La guerre de l’image
D’autant que cette action occidentale s’inscrit dans le contexte de l’affaire Peng Shuai, cette tenniswoman portée disparue après avoir accusé de violences sexuelles un ponte du parti communiste. “Le timing est on ne peut plus embêtant pour Pékin”, observe Marc Julienne. “Avec la mobilisation de tout le tennis mondial, la Chine n’a pas pu accuser les gouvernements qui lui sont hostiles car ce sont des joueurs et joueuses avec des millions de followers qui se sont exprimés.”
Et comme en plus l’affaire n’existait pas à l’intérieur des frontières, la gestion de la crise a été particulièrement ardue pour les autorités. “La Chine veut utiliser le sport et les grands événements pour diffuser une bonne image, mais c’est plutôt l’inverse qui se produit en ce moment”, conclut même le chercheur.

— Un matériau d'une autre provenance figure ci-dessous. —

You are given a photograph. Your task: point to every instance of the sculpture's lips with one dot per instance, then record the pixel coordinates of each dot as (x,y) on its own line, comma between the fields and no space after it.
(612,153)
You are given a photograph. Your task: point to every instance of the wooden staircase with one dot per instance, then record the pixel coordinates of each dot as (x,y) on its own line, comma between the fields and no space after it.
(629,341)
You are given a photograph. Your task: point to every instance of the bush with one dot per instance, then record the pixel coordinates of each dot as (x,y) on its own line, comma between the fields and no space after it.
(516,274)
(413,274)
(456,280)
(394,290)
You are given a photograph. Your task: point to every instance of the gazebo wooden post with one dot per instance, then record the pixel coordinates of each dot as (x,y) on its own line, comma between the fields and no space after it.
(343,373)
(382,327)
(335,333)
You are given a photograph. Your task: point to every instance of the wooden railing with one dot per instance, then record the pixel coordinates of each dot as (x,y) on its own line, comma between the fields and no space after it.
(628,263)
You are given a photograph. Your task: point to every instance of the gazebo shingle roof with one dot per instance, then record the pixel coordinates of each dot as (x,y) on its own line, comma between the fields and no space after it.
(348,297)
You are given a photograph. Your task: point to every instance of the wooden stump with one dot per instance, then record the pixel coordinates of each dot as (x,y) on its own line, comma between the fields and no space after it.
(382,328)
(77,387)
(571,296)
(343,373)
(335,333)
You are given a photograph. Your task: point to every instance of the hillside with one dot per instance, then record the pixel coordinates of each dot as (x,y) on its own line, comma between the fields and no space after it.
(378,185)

Alors pour éviter que les Jeux d’hiver ne se transforment en cadeau empoisonné et se résument à un échec chinois, Camille Brugier imagine déjà les autorités locales chercher à “sauver les meubles”. “Je pense qu’elles vont essayer de dévaloriser l’événement pour que la population se rende moins compte que l’événement a été boycotté et que ses athlètes ne sont pas forcément au niveau. Et en invoquant le Covid, elles se sont déjà assuré qu’il n’y ait personne dans les tribunes.”
Mais pour la chercheuse, il est d’ores et déjà garanti que l’événement ne sera pas une réussite en matière d’image, ni au niveau intérieur, ni à l’international. “La seule chose que la Chine ne pourra pas faire, c’est limiter la visibilité de la cérémonie d’ouverture”, prévient toutefois Camille Brugier. Facile dès lors d’imaginer une mise en scène de Xi Jinping auprès d’alliés de circonstance comme Vladimir Poutine, et une absence minimisées des leaders occidents. La preuve que la lutte pour le soft power se jouera jusqu’au dernier moment dans ces JO de Pékin 2022.